L’avidità senza fondo degli uomini
Leopardi in Il pensiero dominante  condanna l’ossessione dell’utile da parte della sua età "superba,/ che di vote speranze si nutrica,/vaga di ciance, e di virtù nemica;/stolta, che l'util chiede,/e inutile la vita/quindi più sempre divenir non vede"(vv. 59-64).
Ancora più duramente si esprime nei confronti delll’avidità del lucro  il poeta di Recanati nella Palinodia al Marchese Gino Capponi :" anzi coverte/fien di stragi l'Europa e l'altra riva/dell'atlantico mar...sempre che spinga/contrarie in campo le fraterne schiere/di pepe o di cannella o d'altro aroma/fatale cagione, o di melate canne,/o cagion qual si sia ch'ad auro torni"(vv. 61-67).

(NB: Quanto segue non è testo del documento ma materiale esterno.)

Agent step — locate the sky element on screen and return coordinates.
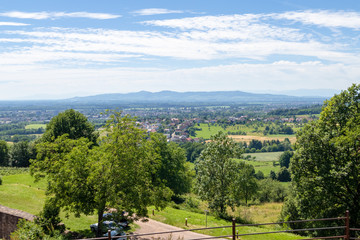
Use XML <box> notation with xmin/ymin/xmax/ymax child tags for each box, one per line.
<box><xmin>0</xmin><ymin>0</ymin><xmax>360</xmax><ymax>100</ymax></box>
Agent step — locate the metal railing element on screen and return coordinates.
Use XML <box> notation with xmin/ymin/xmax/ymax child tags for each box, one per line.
<box><xmin>81</xmin><ymin>211</ymin><xmax>360</xmax><ymax>240</ymax></box>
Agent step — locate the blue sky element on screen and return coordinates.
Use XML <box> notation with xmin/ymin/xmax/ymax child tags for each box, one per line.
<box><xmin>0</xmin><ymin>0</ymin><xmax>360</xmax><ymax>100</ymax></box>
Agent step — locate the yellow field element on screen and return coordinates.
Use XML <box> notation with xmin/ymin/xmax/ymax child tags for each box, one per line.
<box><xmin>229</xmin><ymin>135</ymin><xmax>296</xmax><ymax>143</ymax></box>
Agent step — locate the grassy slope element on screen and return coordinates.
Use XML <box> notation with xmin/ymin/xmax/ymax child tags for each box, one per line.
<box><xmin>0</xmin><ymin>174</ymin><xmax>97</xmax><ymax>231</ymax></box>
<box><xmin>25</xmin><ymin>124</ymin><xmax>46</xmax><ymax>129</ymax></box>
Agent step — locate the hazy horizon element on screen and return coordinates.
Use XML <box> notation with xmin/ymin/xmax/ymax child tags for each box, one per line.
<box><xmin>0</xmin><ymin>0</ymin><xmax>360</xmax><ymax>100</ymax></box>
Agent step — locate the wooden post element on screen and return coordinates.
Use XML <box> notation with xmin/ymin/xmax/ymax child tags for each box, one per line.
<box><xmin>232</xmin><ymin>218</ymin><xmax>236</xmax><ymax>240</ymax></box>
<box><xmin>345</xmin><ymin>210</ymin><xmax>350</xmax><ymax>240</ymax></box>
<box><xmin>108</xmin><ymin>229</ymin><xmax>111</xmax><ymax>240</ymax></box>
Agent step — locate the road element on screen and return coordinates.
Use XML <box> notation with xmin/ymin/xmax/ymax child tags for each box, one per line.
<box><xmin>135</xmin><ymin>219</ymin><xmax>225</xmax><ymax>240</ymax></box>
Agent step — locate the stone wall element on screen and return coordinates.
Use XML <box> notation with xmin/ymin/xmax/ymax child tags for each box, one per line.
<box><xmin>0</xmin><ymin>205</ymin><xmax>35</xmax><ymax>239</ymax></box>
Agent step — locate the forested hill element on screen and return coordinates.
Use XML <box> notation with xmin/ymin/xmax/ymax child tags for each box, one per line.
<box><xmin>65</xmin><ymin>91</ymin><xmax>325</xmax><ymax>103</ymax></box>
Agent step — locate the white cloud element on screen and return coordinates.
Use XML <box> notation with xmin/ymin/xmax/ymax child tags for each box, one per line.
<box><xmin>132</xmin><ymin>8</ymin><xmax>184</xmax><ymax>16</ymax></box>
<box><xmin>0</xmin><ymin>22</ymin><xmax>30</xmax><ymax>26</ymax></box>
<box><xmin>0</xmin><ymin>11</ymin><xmax>121</xmax><ymax>20</ymax></box>
<box><xmin>269</xmin><ymin>10</ymin><xmax>360</xmax><ymax>30</ymax></box>
<box><xmin>0</xmin><ymin>61</ymin><xmax>360</xmax><ymax>99</ymax></box>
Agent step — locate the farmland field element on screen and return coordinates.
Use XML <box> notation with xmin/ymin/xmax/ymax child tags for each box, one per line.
<box><xmin>229</xmin><ymin>135</ymin><xmax>296</xmax><ymax>143</ymax></box>
<box><xmin>194</xmin><ymin>123</ymin><xmax>300</xmax><ymax>143</ymax></box>
<box><xmin>25</xmin><ymin>124</ymin><xmax>46</xmax><ymax>129</ymax></box>
<box><xmin>238</xmin><ymin>152</ymin><xmax>283</xmax><ymax>177</ymax></box>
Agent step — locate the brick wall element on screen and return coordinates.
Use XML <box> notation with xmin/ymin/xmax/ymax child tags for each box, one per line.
<box><xmin>0</xmin><ymin>205</ymin><xmax>35</xmax><ymax>239</ymax></box>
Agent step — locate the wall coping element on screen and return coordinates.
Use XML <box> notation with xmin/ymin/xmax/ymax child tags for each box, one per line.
<box><xmin>0</xmin><ymin>205</ymin><xmax>35</xmax><ymax>221</ymax></box>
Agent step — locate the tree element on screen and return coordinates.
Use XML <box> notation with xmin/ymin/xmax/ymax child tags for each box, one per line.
<box><xmin>282</xmin><ymin>84</ymin><xmax>360</xmax><ymax>231</ymax></box>
<box><xmin>0</xmin><ymin>140</ymin><xmax>9</xmax><ymax>166</ymax></box>
<box><xmin>231</xmin><ymin>162</ymin><xmax>258</xmax><ymax>206</ymax></box>
<box><xmin>196</xmin><ymin>132</ymin><xmax>241</xmax><ymax>216</ymax></box>
<box><xmin>42</xmin><ymin>109</ymin><xmax>98</xmax><ymax>143</ymax></box>
<box><xmin>276</xmin><ymin>167</ymin><xmax>291</xmax><ymax>182</ymax></box>
<box><xmin>9</xmin><ymin>142</ymin><xmax>36</xmax><ymax>167</ymax></box>
<box><xmin>150</xmin><ymin>133</ymin><xmax>192</xmax><ymax>195</ymax></box>
<box><xmin>279</xmin><ymin>151</ymin><xmax>294</xmax><ymax>168</ymax></box>
<box><xmin>31</xmin><ymin>112</ymin><xmax>172</xmax><ymax>235</ymax></box>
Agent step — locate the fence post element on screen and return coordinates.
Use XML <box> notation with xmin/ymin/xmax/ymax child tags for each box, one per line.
<box><xmin>345</xmin><ymin>210</ymin><xmax>350</xmax><ymax>240</ymax></box>
<box><xmin>232</xmin><ymin>218</ymin><xmax>236</xmax><ymax>240</ymax></box>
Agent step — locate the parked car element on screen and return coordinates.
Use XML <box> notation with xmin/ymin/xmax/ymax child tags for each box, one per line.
<box><xmin>90</xmin><ymin>221</ymin><xmax>126</xmax><ymax>236</ymax></box>
<box><xmin>103</xmin><ymin>212</ymin><xmax>129</xmax><ymax>228</ymax></box>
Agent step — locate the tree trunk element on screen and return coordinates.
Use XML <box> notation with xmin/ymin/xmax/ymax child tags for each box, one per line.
<box><xmin>96</xmin><ymin>208</ymin><xmax>105</xmax><ymax>237</ymax></box>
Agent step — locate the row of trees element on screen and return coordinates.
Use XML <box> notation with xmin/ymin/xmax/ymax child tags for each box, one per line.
<box><xmin>30</xmin><ymin>110</ymin><xmax>192</xmax><ymax>235</ymax></box>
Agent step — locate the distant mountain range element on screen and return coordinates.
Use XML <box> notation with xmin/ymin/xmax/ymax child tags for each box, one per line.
<box><xmin>66</xmin><ymin>91</ymin><xmax>326</xmax><ymax>103</ymax></box>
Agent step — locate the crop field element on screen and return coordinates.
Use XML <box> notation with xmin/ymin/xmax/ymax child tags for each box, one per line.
<box><xmin>238</xmin><ymin>152</ymin><xmax>283</xmax><ymax>177</ymax></box>
<box><xmin>149</xmin><ymin>206</ymin><xmax>301</xmax><ymax>240</ymax></box>
<box><xmin>0</xmin><ymin>173</ymin><xmax>97</xmax><ymax>232</ymax></box>
<box><xmin>229</xmin><ymin>135</ymin><xmax>296</xmax><ymax>143</ymax></box>
<box><xmin>194</xmin><ymin>123</ymin><xmax>300</xmax><ymax>143</ymax></box>
<box><xmin>248</xmin><ymin>152</ymin><xmax>283</xmax><ymax>162</ymax></box>
<box><xmin>25</xmin><ymin>124</ymin><xmax>46</xmax><ymax>129</ymax></box>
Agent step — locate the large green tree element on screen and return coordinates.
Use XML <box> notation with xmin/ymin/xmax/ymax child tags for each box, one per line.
<box><xmin>231</xmin><ymin>162</ymin><xmax>259</xmax><ymax>205</ymax></box>
<box><xmin>282</xmin><ymin>84</ymin><xmax>360</xmax><ymax>230</ymax></box>
<box><xmin>196</xmin><ymin>132</ymin><xmax>241</xmax><ymax>216</ymax></box>
<box><xmin>42</xmin><ymin>109</ymin><xmax>98</xmax><ymax>143</ymax></box>
<box><xmin>150</xmin><ymin>133</ymin><xmax>194</xmax><ymax>195</ymax></box>
<box><xmin>9</xmin><ymin>141</ymin><xmax>36</xmax><ymax>167</ymax></box>
<box><xmin>31</xmin><ymin>112</ymin><xmax>172</xmax><ymax>235</ymax></box>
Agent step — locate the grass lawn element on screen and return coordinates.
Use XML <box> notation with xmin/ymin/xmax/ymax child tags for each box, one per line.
<box><xmin>0</xmin><ymin>173</ymin><xmax>97</xmax><ymax>231</ymax></box>
<box><xmin>149</xmin><ymin>207</ymin><xmax>299</xmax><ymax>240</ymax></box>
<box><xmin>25</xmin><ymin>124</ymin><xmax>46</xmax><ymax>129</ymax></box>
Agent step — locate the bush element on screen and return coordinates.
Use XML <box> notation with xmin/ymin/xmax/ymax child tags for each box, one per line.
<box><xmin>35</xmin><ymin>199</ymin><xmax>65</xmax><ymax>236</ymax></box>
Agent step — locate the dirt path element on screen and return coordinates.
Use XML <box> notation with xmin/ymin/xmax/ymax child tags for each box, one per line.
<box><xmin>135</xmin><ymin>219</ymin><xmax>226</xmax><ymax>240</ymax></box>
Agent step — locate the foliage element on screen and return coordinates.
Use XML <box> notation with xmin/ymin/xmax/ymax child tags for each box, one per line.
<box><xmin>42</xmin><ymin>109</ymin><xmax>98</xmax><ymax>143</ymax></box>
<box><xmin>196</xmin><ymin>132</ymin><xmax>241</xmax><ymax>216</ymax></box>
<box><xmin>283</xmin><ymin>84</ymin><xmax>360</xmax><ymax>231</ymax></box>
<box><xmin>279</xmin><ymin>151</ymin><xmax>294</xmax><ymax>168</ymax></box>
<box><xmin>180</xmin><ymin>142</ymin><xmax>205</xmax><ymax>162</ymax></box>
<box><xmin>255</xmin><ymin>170</ymin><xmax>265</xmax><ymax>180</ymax></box>
<box><xmin>9</xmin><ymin>142</ymin><xmax>36</xmax><ymax>167</ymax></box>
<box><xmin>35</xmin><ymin>198</ymin><xmax>65</xmax><ymax>236</ymax></box>
<box><xmin>0</xmin><ymin>140</ymin><xmax>9</xmax><ymax>166</ymax></box>
<box><xmin>276</xmin><ymin>167</ymin><xmax>291</xmax><ymax>182</ymax></box>
<box><xmin>150</xmin><ymin>133</ymin><xmax>194</xmax><ymax>195</ymax></box>
<box><xmin>231</xmin><ymin>162</ymin><xmax>258</xmax><ymax>205</ymax></box>
<box><xmin>257</xmin><ymin>178</ymin><xmax>287</xmax><ymax>203</ymax></box>
<box><xmin>10</xmin><ymin>219</ymin><xmax>65</xmax><ymax>240</ymax></box>
<box><xmin>31</xmin><ymin>112</ymin><xmax>172</xmax><ymax>235</ymax></box>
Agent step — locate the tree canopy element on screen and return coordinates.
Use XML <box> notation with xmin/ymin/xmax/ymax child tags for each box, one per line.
<box><xmin>282</xmin><ymin>84</ymin><xmax>360</xmax><ymax>231</ymax></box>
<box><xmin>31</xmin><ymin>112</ymin><xmax>172</xmax><ymax>234</ymax></box>
<box><xmin>42</xmin><ymin>109</ymin><xmax>98</xmax><ymax>143</ymax></box>
<box><xmin>196</xmin><ymin>132</ymin><xmax>246</xmax><ymax>215</ymax></box>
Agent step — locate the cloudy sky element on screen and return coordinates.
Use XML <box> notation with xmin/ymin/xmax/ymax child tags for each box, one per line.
<box><xmin>0</xmin><ymin>0</ymin><xmax>360</xmax><ymax>100</ymax></box>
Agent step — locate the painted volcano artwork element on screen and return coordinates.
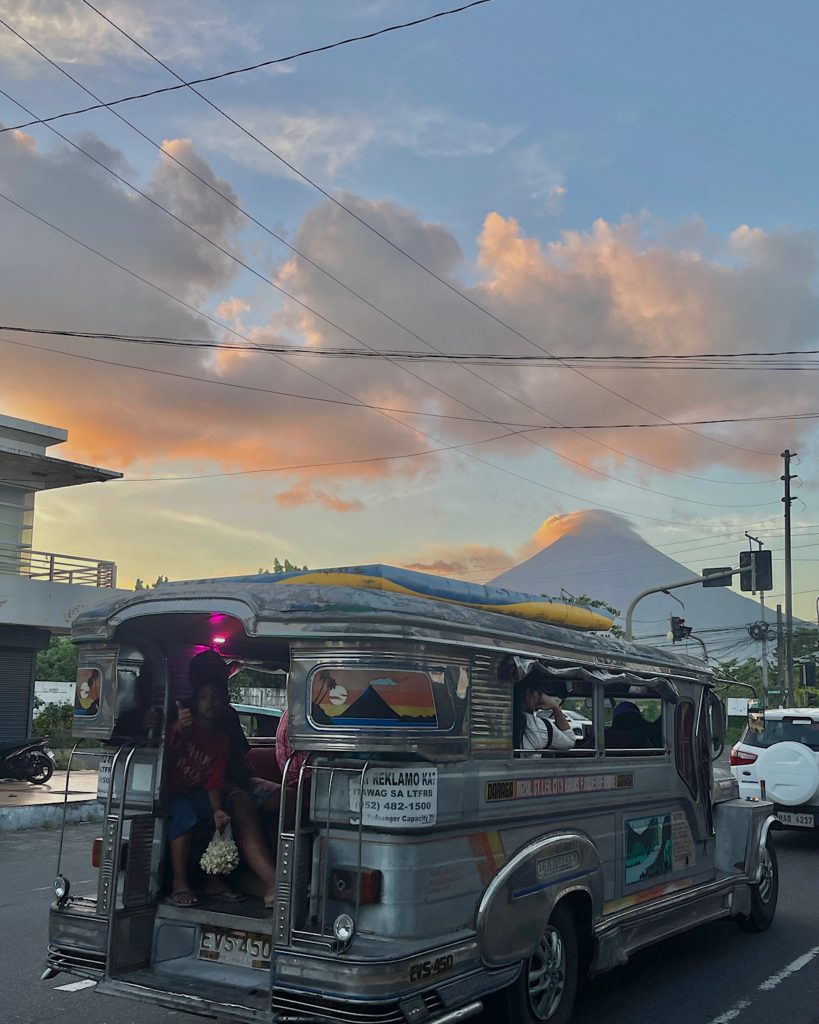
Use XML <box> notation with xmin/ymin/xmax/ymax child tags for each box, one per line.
<box><xmin>311</xmin><ymin>667</ymin><xmax>438</xmax><ymax>728</ymax></box>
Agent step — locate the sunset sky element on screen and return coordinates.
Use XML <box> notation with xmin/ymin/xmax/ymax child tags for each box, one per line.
<box><xmin>0</xmin><ymin>0</ymin><xmax>819</xmax><ymax>621</ymax></box>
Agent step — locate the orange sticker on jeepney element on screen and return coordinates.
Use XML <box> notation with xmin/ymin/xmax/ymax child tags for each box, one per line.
<box><xmin>484</xmin><ymin>771</ymin><xmax>634</xmax><ymax>803</ymax></box>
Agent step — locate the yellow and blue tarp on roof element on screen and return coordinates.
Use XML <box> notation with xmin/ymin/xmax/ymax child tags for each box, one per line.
<box><xmin>255</xmin><ymin>565</ymin><xmax>614</xmax><ymax>631</ymax></box>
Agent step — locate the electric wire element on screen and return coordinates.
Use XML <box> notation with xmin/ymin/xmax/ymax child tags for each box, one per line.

Nel III libro del poema di Lucrezio troviamo una prosopopea della natura la quale potrebbe chiedere al querulo ingordo di vita perché si lamenti. Se la vita ti è stata gradita perché non ti allontani come un commensale sazio (cur non ut plenus vitae convīva recedis/aequo animoque capis securam, stulte, quietem?, 938-939)
Se invece tutto ciò che hai goduto è perito e la vita ti è in odio (vitaque in offensa est) , perché vuoi indugiare?
Se un vecchio decrepito (grandior iam seniorque) lamenta più del giusto (amplius aequo) il destino di morte, la natura avrebbe ragione a gridare: “via le lacrime, ingordo (baratre) e frena le lagne- aufer abhinc lacrimas, baratre, et compisce querellas,” (III, 955). Hai compiuto la vita e il tuo corpo marcisce. Sereno arrenditi agli anni: è necessario (iam annis concede: necessest, 962)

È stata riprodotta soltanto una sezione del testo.